Farquhar came to Hendersonville, N.C., in 1940 and discovered a 150-year-old grist mill at Highland Lake Camp. He opened a playhouse inside the former mill for the summer. After the group's 1941 season, Farquhar was drafted into the U.S. Army for World War II and the theatre business was put on hold.

Following the war, in 1946, the troupe took up residence in nearby Tuxedo and opened a playhouse at Lake Summit for a series of 10 plays in 10 weeks over the summer. In 1952, the group moved to an 8-acre area of land in Flat Rock, where the theatre is currently located. A big-top tent was rented for use as a venue; the property was purchased in 1956 and a theatre was built that year.

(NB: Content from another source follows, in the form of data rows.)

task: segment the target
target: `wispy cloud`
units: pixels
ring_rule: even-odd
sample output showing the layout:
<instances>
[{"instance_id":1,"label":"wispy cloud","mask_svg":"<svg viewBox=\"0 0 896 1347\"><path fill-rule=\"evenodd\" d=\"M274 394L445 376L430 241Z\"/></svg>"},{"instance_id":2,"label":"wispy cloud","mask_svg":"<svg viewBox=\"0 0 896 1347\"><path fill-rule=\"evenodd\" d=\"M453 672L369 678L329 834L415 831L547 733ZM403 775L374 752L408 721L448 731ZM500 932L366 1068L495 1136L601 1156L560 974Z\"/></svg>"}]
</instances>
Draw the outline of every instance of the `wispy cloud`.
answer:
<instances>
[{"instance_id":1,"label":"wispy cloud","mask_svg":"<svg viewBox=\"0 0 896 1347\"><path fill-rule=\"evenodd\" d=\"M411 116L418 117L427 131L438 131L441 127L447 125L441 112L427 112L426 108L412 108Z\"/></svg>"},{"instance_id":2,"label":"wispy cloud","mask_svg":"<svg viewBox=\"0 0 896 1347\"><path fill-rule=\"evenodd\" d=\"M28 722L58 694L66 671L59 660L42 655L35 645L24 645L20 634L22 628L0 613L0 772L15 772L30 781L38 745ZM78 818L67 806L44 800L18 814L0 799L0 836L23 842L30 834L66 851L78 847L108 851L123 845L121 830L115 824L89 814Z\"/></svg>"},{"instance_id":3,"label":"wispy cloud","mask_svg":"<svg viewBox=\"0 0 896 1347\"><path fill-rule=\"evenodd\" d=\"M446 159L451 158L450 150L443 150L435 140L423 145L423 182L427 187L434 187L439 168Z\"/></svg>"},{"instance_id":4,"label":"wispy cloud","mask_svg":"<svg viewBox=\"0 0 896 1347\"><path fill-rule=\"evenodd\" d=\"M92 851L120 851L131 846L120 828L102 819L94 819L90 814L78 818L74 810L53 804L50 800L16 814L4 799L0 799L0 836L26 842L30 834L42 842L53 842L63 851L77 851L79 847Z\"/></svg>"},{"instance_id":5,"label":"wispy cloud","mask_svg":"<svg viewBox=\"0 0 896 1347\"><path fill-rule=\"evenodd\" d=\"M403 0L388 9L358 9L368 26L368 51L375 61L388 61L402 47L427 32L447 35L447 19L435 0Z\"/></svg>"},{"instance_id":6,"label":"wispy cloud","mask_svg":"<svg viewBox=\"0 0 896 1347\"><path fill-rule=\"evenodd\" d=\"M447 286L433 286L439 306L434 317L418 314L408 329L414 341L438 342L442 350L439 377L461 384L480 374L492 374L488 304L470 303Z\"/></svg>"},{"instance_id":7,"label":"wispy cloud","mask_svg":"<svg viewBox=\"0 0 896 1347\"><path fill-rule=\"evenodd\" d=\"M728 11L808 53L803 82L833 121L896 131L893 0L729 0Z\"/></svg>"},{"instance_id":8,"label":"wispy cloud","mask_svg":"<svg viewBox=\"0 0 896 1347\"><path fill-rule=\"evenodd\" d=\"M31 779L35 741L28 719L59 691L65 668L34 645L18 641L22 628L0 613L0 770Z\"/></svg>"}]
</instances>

In 1962, "The World of Carl Sandburg" premiered at Flat Rock Playhouse before moving to Broadway. Farquhar's son Robin took his father's place managing the theatre in 1983, three years before his dad's death. Robin died in 2008.

As of 2002, the 500-seat Flat Rock Playhouse had an annual budget of $2.2 million and 17 full-time employees. In 2011, the theatre opened a 250-seat theatre-in-the-round satellite venue in downtown Hendersonville. As of 2024, the Flat Rock Playhouse has a nine-month-long season and hosts more than 100,000 visitors each year.